Dialogue rompu au quotidien «Le Matin»

L’issue du scrutin, qui devait au départ rester secrète, ne laisse planer aucun doute sur l’ambiance qui règne au sein de la rédaction du quotidien orange, qui compte 81 journalistes. A une forte majorité – 43 contre, 15 pour et 11 blancs – les votants se sont prononcés contre le directeur-rédacteur en chef.

PAR CHRISTIAN CAMPICHE

«Ce résultat est énorme, compte tenu du fait que beaucoup de rédacteurs craignent pour leur avenir», commente, impressionné, un journaliste qui connaît bien la maison.
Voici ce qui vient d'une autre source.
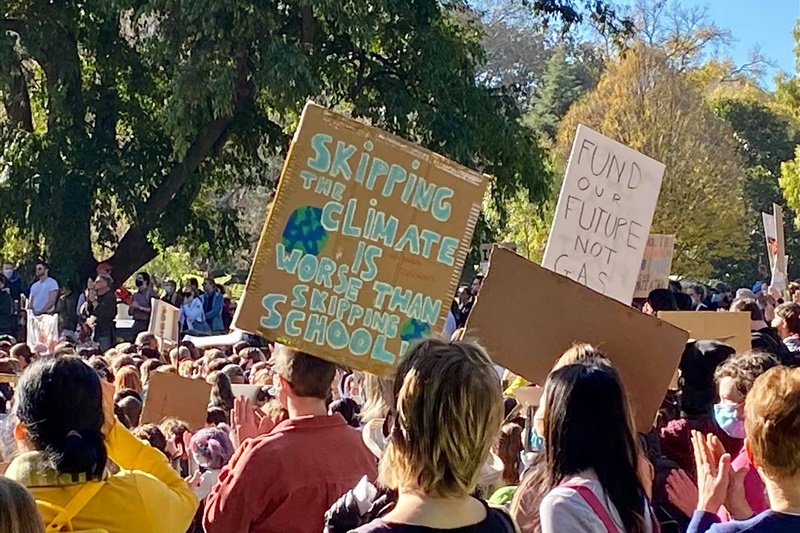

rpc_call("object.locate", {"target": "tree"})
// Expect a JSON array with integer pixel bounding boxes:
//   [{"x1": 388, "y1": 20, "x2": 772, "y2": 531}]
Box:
[
  {"x1": 2, "y1": 1, "x2": 582, "y2": 285},
  {"x1": 712, "y1": 98, "x2": 800, "y2": 286},
  {"x1": 556, "y1": 46, "x2": 747, "y2": 279}
]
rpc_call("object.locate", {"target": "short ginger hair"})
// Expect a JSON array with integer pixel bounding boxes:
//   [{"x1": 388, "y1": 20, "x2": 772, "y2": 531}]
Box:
[{"x1": 745, "y1": 366, "x2": 800, "y2": 478}]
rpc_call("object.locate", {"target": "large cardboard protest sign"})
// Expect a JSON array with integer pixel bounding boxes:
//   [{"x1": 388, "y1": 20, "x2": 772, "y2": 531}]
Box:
[
  {"x1": 141, "y1": 372, "x2": 211, "y2": 431},
  {"x1": 234, "y1": 103, "x2": 487, "y2": 375},
  {"x1": 27, "y1": 313, "x2": 59, "y2": 353},
  {"x1": 542, "y1": 125, "x2": 666, "y2": 305},
  {"x1": 148, "y1": 298, "x2": 180, "y2": 343},
  {"x1": 658, "y1": 311, "x2": 751, "y2": 355},
  {"x1": 633, "y1": 235, "x2": 675, "y2": 299},
  {"x1": 467, "y1": 247, "x2": 688, "y2": 431}
]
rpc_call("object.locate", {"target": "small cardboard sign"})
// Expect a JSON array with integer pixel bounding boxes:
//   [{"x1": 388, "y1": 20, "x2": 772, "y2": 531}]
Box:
[
  {"x1": 141, "y1": 372, "x2": 211, "y2": 431},
  {"x1": 231, "y1": 384, "x2": 262, "y2": 403},
  {"x1": 542, "y1": 125, "x2": 666, "y2": 305},
  {"x1": 480, "y1": 242, "x2": 517, "y2": 275},
  {"x1": 657, "y1": 311, "x2": 751, "y2": 354},
  {"x1": 148, "y1": 298, "x2": 180, "y2": 343},
  {"x1": 634, "y1": 235, "x2": 675, "y2": 299},
  {"x1": 466, "y1": 247, "x2": 688, "y2": 432},
  {"x1": 514, "y1": 386, "x2": 544, "y2": 407},
  {"x1": 234, "y1": 102, "x2": 487, "y2": 375}
]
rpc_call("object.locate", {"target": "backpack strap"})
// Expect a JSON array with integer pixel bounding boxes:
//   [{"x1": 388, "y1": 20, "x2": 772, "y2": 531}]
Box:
[
  {"x1": 37, "y1": 481, "x2": 105, "y2": 532},
  {"x1": 560, "y1": 482, "x2": 618, "y2": 533}
]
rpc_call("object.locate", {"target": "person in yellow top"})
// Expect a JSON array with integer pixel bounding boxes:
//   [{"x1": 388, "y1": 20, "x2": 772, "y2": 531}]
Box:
[{"x1": 5, "y1": 355, "x2": 198, "y2": 532}]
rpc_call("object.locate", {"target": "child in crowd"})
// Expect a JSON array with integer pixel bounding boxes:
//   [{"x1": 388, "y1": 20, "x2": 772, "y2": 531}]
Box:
[{"x1": 188, "y1": 424, "x2": 235, "y2": 500}]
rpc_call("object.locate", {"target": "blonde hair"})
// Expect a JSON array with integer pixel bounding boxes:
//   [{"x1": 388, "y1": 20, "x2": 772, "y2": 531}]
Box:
[
  {"x1": 360, "y1": 373, "x2": 394, "y2": 423},
  {"x1": 553, "y1": 343, "x2": 609, "y2": 371},
  {"x1": 0, "y1": 477, "x2": 45, "y2": 533},
  {"x1": 380, "y1": 339, "x2": 503, "y2": 498},
  {"x1": 745, "y1": 366, "x2": 800, "y2": 479}
]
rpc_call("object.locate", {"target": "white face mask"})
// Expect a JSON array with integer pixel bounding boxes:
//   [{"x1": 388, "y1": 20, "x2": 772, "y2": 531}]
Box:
[{"x1": 2, "y1": 269, "x2": 12, "y2": 279}]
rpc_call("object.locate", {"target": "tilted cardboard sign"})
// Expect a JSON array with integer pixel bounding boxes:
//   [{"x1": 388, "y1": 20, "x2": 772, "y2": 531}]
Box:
[
  {"x1": 633, "y1": 234, "x2": 676, "y2": 299},
  {"x1": 657, "y1": 311, "x2": 751, "y2": 355},
  {"x1": 466, "y1": 247, "x2": 688, "y2": 432},
  {"x1": 141, "y1": 372, "x2": 211, "y2": 431},
  {"x1": 514, "y1": 386, "x2": 544, "y2": 408},
  {"x1": 542, "y1": 125, "x2": 666, "y2": 305},
  {"x1": 148, "y1": 298, "x2": 180, "y2": 343},
  {"x1": 234, "y1": 102, "x2": 487, "y2": 375}
]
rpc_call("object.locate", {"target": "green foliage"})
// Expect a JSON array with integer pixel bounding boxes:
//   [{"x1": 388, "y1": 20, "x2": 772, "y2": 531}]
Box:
[{"x1": 2, "y1": 0, "x2": 568, "y2": 284}]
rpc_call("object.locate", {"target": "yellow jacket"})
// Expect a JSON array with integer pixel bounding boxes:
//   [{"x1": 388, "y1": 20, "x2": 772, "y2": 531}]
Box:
[{"x1": 6, "y1": 421, "x2": 198, "y2": 533}]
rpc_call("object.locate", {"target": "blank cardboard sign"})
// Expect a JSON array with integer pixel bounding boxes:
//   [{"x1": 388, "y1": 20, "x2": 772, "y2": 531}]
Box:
[
  {"x1": 466, "y1": 247, "x2": 688, "y2": 432},
  {"x1": 658, "y1": 311, "x2": 751, "y2": 355},
  {"x1": 141, "y1": 373, "x2": 212, "y2": 431}
]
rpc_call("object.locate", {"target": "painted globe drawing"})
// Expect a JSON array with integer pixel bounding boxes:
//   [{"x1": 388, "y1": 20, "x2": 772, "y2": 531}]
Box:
[
  {"x1": 281, "y1": 206, "x2": 329, "y2": 256},
  {"x1": 400, "y1": 319, "x2": 430, "y2": 342}
]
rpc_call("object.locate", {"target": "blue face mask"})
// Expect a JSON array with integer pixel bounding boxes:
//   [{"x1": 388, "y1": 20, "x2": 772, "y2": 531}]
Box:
[{"x1": 714, "y1": 403, "x2": 746, "y2": 439}]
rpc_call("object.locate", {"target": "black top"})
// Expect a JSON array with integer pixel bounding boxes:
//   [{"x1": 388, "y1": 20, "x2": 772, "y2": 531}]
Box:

Difficile toutefois de savoir exactement pourquoi la situation est arrivée à un tel état de pourrissement. «Nous subissons des pressions abominables comme cela n’a jamais été le cas dans la presse suisse», accuse un employé sous couvert d’anonymat. «L’histoire est longue et complexe», poursuit un autre dont le ton trahit un embarras certain.

«Il y aura de la casse»

Entre les lignes, on comprend que la situation a dégénéré progressivement, suite à des conflits entre personnes, même si tout le monde, au sein de la rédaction, ne partage pas ces critiques. Tel journaliste, qui déclare n’avoir pas eu connaissance du résultat du vote, dit ne pas comprendre l’état d’esprit de ses collègues. «Peter sait ce qu’il veut. Il fonce. Globalement il fait du bon boulot. Il a des idées. Il les assume. A-t-il froissé certains frustrés? Ce n’est pas le bagne, ce journal. D’ailleurs les personnes qui nous quittent bénéficient d’un magnifique plan social.»
Reste que parmi les plus optimistes, peu de personnes croient à un avenir véritablement radieux. «Il y aura encore de la casse côté emplois», soupire un initié.

En novembre 2006, l’heure était pourtant encore aux beaux slogans. L’adaptation du contenu au lectorat jeune, urbain, féminin et pressé devait démontrer que le journal a «un bel avenir», relatait une dépêche d’agence en référence au relookage du «Matin».

Maigre espoir

Moins d’une année après, force est de constater que la situation est loin de correspondre aux attentes de l’époque. D’une année à l’autre, «Le Matin» a vu son tirage s’affaisser de 5000 exemplaires, comme l’attestent les chiffres de l’institut Remp, publiés le 1er octobre dernier. L’édition dominicale, autrefois fer de lance du groupe Edipresse, a subi une tendance identique, quoique dans une proportion moins marquée. Raison invoquée: la montée en force des gratuits, dont «Le Matin Bleu», édité par le même Edipresse, qui concurrencent désormais leurs aînés sur leur propre terrain, celui de la «pipolisation» à outrance, tout en cannibalisant la publicité.

En août dernier, les rumeurs alarmistes étaient confirmées sur le plan rédactionnel avec l’annonce d’une charrette. Six journalistes, dont plusieurs plumes connues, étaient licenciés sur l’autel d’une réorientation de l’image du «quotidien orange». Pour redresser la barre, le «Matin» annonçait simultanément l’engagement d’Ariane Dayer et de Michel Jeanneret, deux pros des coups médiatiques dont l’arrivée continue d’alimenter le maigre filet d’espoir qu’entretiennent les moins démontés parmi les membres de la rédaction.

Une rédaction dont le responsable semble pour l’heure (aucun porte-parole n’a répondu présent hier) bénéficier de l’entier soutien du groupe Edipresse, selon une source bien informée.

Article paru dans « La Liberté » du 11 octobre 2007.